Education was important to Jonathan C. Gibbs. A graduate of Dartmouth College and Princeton Theological Seminary, Gibbs opened a private school for freed slaves in North Carolina after the Civil War. He moved to Florida in 1867, and in 1868 was elected to the state's Constitutional Convention. Later he was appointed Florida Secretary of State and then Superintendent of Public Instruction. He was lauded for his efforts to adopt uniform textbooks for students in Florida schools.

It seemed only appropriate that when a college for African-American students opened on Florida's West Coast in the 1950s, it was named for a man who was not only a great educator, but also the first African-American member of the Florida Cabinet.

Born to free parents in Philadelphia, Gibbs was the son of a Methodist minister. He worked as a carpenter's apprentice before entering Dartmouth at age 21. After graduating from Princeton, he became pastor of a Philadelphia church.

In The Negro in the Reconstruction of Florida, Dr. Joe Martin Richardson said Gibbs was very interested in public education and meticulous in his work; he demanded full and accurate reports from county superintendents and supervised them closely.

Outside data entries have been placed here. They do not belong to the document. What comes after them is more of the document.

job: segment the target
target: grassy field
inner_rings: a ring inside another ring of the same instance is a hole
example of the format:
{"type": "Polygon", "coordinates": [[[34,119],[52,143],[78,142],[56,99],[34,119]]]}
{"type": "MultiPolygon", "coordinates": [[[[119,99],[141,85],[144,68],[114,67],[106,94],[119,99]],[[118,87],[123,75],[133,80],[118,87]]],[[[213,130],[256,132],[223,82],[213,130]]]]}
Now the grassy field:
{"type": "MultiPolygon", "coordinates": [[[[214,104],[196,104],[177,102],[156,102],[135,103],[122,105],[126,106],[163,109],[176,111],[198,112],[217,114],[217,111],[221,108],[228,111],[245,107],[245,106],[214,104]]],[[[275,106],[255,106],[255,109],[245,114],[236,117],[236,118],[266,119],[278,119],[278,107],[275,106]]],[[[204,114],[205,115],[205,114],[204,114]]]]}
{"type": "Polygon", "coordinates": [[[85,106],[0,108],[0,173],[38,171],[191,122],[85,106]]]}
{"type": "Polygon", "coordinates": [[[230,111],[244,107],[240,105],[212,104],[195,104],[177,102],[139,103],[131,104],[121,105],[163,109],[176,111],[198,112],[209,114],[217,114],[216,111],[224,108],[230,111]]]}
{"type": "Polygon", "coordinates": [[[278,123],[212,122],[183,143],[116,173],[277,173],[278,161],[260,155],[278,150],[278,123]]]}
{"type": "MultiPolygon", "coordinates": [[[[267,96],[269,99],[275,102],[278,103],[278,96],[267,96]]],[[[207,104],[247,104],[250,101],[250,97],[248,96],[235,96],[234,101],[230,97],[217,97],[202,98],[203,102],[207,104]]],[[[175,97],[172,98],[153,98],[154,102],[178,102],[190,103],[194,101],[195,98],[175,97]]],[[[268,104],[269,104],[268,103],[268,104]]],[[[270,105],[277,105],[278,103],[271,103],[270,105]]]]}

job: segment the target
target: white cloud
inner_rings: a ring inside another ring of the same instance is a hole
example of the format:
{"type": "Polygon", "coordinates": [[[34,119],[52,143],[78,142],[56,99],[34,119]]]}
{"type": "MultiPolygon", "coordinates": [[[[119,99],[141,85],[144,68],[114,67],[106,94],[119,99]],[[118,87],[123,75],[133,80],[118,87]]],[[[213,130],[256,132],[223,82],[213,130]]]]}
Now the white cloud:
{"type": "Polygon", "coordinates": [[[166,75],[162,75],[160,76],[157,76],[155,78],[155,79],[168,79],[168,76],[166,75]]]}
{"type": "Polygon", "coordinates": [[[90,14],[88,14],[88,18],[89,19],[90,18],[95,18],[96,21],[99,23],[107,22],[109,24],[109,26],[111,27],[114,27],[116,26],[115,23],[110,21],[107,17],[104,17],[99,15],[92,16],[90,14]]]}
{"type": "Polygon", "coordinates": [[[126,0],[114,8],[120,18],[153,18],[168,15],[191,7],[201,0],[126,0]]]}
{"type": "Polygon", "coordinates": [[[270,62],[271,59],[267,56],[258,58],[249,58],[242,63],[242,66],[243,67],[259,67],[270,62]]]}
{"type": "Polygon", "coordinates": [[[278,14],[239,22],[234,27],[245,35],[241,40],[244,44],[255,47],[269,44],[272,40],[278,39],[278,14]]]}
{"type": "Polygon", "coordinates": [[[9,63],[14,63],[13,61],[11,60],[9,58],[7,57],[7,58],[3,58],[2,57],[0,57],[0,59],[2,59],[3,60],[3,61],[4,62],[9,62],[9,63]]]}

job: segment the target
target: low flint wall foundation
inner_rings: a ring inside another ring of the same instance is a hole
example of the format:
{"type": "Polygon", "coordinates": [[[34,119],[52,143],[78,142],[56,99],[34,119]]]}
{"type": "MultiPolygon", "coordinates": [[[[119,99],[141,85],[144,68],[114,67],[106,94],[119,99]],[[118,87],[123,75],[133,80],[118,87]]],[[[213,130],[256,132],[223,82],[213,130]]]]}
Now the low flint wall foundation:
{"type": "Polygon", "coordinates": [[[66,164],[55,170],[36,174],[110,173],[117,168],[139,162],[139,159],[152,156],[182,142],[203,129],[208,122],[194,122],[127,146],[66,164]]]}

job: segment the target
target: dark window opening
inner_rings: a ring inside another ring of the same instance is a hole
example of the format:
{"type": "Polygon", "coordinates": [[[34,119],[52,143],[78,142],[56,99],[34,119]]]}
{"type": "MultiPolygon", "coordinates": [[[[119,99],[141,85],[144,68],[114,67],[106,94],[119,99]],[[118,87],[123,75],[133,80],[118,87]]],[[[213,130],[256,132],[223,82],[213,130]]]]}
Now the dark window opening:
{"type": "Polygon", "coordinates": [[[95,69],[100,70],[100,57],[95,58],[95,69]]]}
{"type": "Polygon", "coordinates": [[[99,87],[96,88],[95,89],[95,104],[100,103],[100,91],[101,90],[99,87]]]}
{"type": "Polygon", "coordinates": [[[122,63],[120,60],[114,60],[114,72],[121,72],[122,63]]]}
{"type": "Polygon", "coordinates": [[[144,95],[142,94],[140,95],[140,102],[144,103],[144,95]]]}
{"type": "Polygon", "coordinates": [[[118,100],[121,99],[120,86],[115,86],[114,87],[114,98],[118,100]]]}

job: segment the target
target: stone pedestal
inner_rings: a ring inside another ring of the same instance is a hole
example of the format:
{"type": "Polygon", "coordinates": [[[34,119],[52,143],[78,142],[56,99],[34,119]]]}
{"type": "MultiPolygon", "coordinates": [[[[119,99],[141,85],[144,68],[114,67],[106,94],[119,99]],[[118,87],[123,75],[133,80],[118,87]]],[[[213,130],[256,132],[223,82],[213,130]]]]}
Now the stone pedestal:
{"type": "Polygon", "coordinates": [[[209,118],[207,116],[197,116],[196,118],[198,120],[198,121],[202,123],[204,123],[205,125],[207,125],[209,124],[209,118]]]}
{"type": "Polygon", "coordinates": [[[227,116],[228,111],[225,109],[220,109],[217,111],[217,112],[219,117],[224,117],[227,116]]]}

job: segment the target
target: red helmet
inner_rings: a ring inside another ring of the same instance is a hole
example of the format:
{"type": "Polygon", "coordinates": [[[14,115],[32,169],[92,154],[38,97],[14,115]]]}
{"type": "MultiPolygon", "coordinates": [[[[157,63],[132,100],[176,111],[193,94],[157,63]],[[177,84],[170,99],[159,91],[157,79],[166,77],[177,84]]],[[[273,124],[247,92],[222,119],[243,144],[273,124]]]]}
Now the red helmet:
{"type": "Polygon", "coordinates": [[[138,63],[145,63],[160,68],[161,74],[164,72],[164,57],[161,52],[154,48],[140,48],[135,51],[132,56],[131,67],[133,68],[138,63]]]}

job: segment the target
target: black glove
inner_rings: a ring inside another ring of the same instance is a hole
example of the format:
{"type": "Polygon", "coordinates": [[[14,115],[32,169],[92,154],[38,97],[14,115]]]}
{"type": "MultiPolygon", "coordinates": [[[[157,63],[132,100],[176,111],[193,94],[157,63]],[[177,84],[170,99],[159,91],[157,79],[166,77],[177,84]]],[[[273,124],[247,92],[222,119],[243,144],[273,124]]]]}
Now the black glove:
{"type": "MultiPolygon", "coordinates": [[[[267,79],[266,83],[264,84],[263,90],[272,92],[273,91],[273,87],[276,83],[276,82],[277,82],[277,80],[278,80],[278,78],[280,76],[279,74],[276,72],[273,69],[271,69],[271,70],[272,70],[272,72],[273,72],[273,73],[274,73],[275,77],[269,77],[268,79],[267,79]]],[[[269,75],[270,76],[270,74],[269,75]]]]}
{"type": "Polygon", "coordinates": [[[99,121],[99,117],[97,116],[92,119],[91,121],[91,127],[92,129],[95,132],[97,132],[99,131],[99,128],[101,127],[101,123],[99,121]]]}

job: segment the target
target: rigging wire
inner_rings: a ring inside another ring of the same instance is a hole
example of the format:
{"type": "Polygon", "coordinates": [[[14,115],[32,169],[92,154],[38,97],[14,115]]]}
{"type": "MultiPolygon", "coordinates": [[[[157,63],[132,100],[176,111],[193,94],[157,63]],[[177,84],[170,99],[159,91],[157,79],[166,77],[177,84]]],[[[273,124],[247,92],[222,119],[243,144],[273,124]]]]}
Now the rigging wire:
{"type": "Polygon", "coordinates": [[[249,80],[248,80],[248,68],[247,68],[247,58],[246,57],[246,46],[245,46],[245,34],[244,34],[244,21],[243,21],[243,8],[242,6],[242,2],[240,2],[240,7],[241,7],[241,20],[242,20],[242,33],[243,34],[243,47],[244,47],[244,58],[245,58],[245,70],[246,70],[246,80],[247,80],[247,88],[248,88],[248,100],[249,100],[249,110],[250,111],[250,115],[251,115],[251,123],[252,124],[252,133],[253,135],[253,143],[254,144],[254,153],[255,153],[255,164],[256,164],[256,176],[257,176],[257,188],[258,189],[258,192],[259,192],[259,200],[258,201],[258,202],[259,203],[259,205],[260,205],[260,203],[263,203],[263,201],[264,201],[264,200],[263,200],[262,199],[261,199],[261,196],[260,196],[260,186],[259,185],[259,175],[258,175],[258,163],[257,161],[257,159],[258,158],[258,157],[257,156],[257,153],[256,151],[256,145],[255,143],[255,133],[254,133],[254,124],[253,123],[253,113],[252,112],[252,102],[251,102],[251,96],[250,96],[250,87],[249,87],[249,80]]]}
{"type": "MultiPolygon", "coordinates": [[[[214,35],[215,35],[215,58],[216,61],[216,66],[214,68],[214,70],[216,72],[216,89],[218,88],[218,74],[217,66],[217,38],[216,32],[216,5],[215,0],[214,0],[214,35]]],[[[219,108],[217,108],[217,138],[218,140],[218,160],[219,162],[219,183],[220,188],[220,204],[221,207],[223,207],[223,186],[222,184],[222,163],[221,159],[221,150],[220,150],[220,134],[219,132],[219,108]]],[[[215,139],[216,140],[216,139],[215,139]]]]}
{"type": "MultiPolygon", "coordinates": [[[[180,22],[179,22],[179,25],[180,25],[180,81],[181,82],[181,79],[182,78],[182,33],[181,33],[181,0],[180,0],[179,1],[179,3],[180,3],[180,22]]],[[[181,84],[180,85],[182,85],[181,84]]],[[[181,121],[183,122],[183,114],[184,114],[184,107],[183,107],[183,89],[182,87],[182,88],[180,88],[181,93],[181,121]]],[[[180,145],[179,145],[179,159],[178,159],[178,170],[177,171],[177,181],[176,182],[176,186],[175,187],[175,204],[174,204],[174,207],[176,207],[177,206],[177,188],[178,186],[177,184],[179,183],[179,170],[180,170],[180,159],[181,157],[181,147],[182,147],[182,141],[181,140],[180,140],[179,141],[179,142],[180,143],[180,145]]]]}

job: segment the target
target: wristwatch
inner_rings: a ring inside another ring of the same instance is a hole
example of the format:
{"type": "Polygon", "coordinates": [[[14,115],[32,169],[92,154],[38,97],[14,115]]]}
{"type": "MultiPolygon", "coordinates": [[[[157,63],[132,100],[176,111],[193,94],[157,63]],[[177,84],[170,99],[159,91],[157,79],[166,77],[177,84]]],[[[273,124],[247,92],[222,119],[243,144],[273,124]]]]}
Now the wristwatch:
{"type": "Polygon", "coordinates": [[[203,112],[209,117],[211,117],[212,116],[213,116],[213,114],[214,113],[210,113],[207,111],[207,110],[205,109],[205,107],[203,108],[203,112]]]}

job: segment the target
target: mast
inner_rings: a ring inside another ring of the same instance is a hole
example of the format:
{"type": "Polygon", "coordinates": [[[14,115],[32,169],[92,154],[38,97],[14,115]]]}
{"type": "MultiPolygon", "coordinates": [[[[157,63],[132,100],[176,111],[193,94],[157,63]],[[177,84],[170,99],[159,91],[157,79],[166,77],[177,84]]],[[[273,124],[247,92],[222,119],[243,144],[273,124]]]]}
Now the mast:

Upon his sudden death in 1874, newspapers around the state heralded Gibbs contribution to the state. According to the Tri-Weekly Florida Union in Jacksonville. . .in all the elements that go to make up what is termed a good citizen and a capable and honest public servant, he leaves few superiors.

And, according to Richardson  the minister-educator-politician was a man of integrity and dedication, and was without question one of the most outstanding men of Florida .


John W. Rembert, President, Gibbs Junior College

The founding president was Gibbs High School Principal John W. Rembert, a graduate of Florida A&M University and Columbia University . Rembert had been an avid supporter of a two-year college for the African-American community. He had campaigned to make such an institution a reality.

Many people misunderstood my initial efforts to get a community college opened for black citizens, said Rembert in the book The Magnificent Twelve: Florida's Black Junior Colleges. They felt I was anti-integration. I wasn't.

However, developing a mechanism for getting members of the black community, young and old, educated was the priority. I knew it would be years before the historically white institutions would open their doors to black people. Meantime, we would continue to be sedentary in our level of educational attainment.  


Setting the Standard

Upon opening, Rembert and his staff set goals for the college, making sure the institution would:

  • Provide standard freshman and sophomore courses, comparable to those of four-year colleges, for students who planned to transfer.

  • Provide vocational/technical courses for students seeking immediate entry into employment.

  • Offer a variety of programs that met the individual and collective needs of the general public. 

  • Provide in-service courses for teachers to help them meet state requirements in updating their credits or extending their teaching certificates.